5. Rules and filters
What can help us avoid problems? Based on our knowledge of reality, we must establish lists of “what to do” and “what to avoid”. Munger explains his golden rule: “If someone offers you anything with a big commission and a 200-page prospect, don’t buy it.”
Cosa si intende per filtro? Qualcosa che rapidamente ci aiuta a prendere decisioni, perché ci aiuta a escludere automaticamente alcune cose. Possiamo stabilire dei criteri basati su prove e ragionevolmente predittivi, in modo da verificarli durante la formazione del nostro giudizio come se stessimo seguendo una sorta di check list (lista di controllo).
The checklist is one of the most popular security systems. It is used, for example, for aviation safety. In 1987, Northwest Airlines flight 255 crashed shortly after take-off, all 155 people on board died. The investigation showed that the crew had not performed the taxi check list ( check procedure during the movement of the aircraft on the ground) to make sure that flaps and slats were correctly positioned for take-off.
The simultaneous power failure of the flap alarm system contributed to the accident, because it did not automatically signal to the crew that the plane was not correctly configured for takeoff. The captain had over-trusted the automatic systems, and this trust caused the tragedy.

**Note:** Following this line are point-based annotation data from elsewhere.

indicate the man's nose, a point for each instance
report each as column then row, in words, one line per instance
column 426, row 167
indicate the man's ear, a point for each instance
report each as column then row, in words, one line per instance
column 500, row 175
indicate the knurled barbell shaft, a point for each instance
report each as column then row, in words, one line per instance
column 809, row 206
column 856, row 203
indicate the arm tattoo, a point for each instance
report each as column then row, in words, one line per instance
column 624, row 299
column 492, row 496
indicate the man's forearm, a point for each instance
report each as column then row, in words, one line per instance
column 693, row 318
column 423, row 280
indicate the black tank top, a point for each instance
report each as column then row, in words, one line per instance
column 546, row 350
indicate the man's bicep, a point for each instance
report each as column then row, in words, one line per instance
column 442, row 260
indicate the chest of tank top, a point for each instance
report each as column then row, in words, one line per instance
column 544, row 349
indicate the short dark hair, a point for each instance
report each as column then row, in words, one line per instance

Warren Buffett replied to those who asked him how he assessed the new business proposals that were submitted to him: “Can I understand it? This is the first filter. If it passes, here’s the second: does it seem to have any kind of competitive advantage? If yes, the third filter is triggered: is the management team composed of honest and reliable people? Finally, is the price right? If the idea also passes this last filter, I take out the checkbook. “
The evidence comes from facts, observations, experience, comparisons and experiments. They help us to have information and to be able to verify what could happen, or if something is true or false.
In 1986 the Challenger space shuttle exploded killing all astronauts on board. The commission of inquiry came to find out what had happened thanks to a series of practical experiments, which managed to reproduce the problem: the failure of a seal that was unable to work well in the cold.
The scientific method involves these steps:
- Analyze the problem to be solved (observation of a phenomenon).
- Imagine the reasons for a behavior (formulation of a hypothesis).
- Predict the consequences of a specific solution.
- Test the solution: if I do this, what happens?
As it clearly appears, in the scientific method the testability of the solution and the production of the tests are key factors.
7. Reverse thinking: try to start with the conclusion in the head
It is important to learn to avoid behaviors that can cause the opposite of what you want to achieve. If we say to someone, “Don’t think about red”, immediately that person will think about red. Why? It is simple: to know what it must not do, the human brain must first of all think about it.
This is why it is important to focus on phrases like: “I want to hit the ball well”, instead of “I don’t want to hit the ball badly”.
To reduce mistakes, we should study the failures that caused severe consequences. We can learn a lot from the exercise of understanding why something went wrong.
The reverse thinking method applies like this: let’s imagine that we have already achieved our goal, and ask ourselves: what is the purpose? Was this what I wanted? If the answer is yes, let’s move on.
What is needed to really achieve it? We continue step by step in the process of “thinking backwards”, going back to the beginning. By working backwards we can easily see how and if something works.
The golden rules
To conclude, here is the list of the golden rules of Charles Munger, to be applied both in personal and professional life:
- knowledge produces compound interests (reserve one hour a day for your growth);
- if you keep reading and thinking you will never have work problems;
- admit your stupidity (not to repeat a mistake);
- don’t sell what you wouldn’t buy;
- destroy one of your ideas every year;
- have no ideologies (they hide the facts);
- expand your way of looking at things.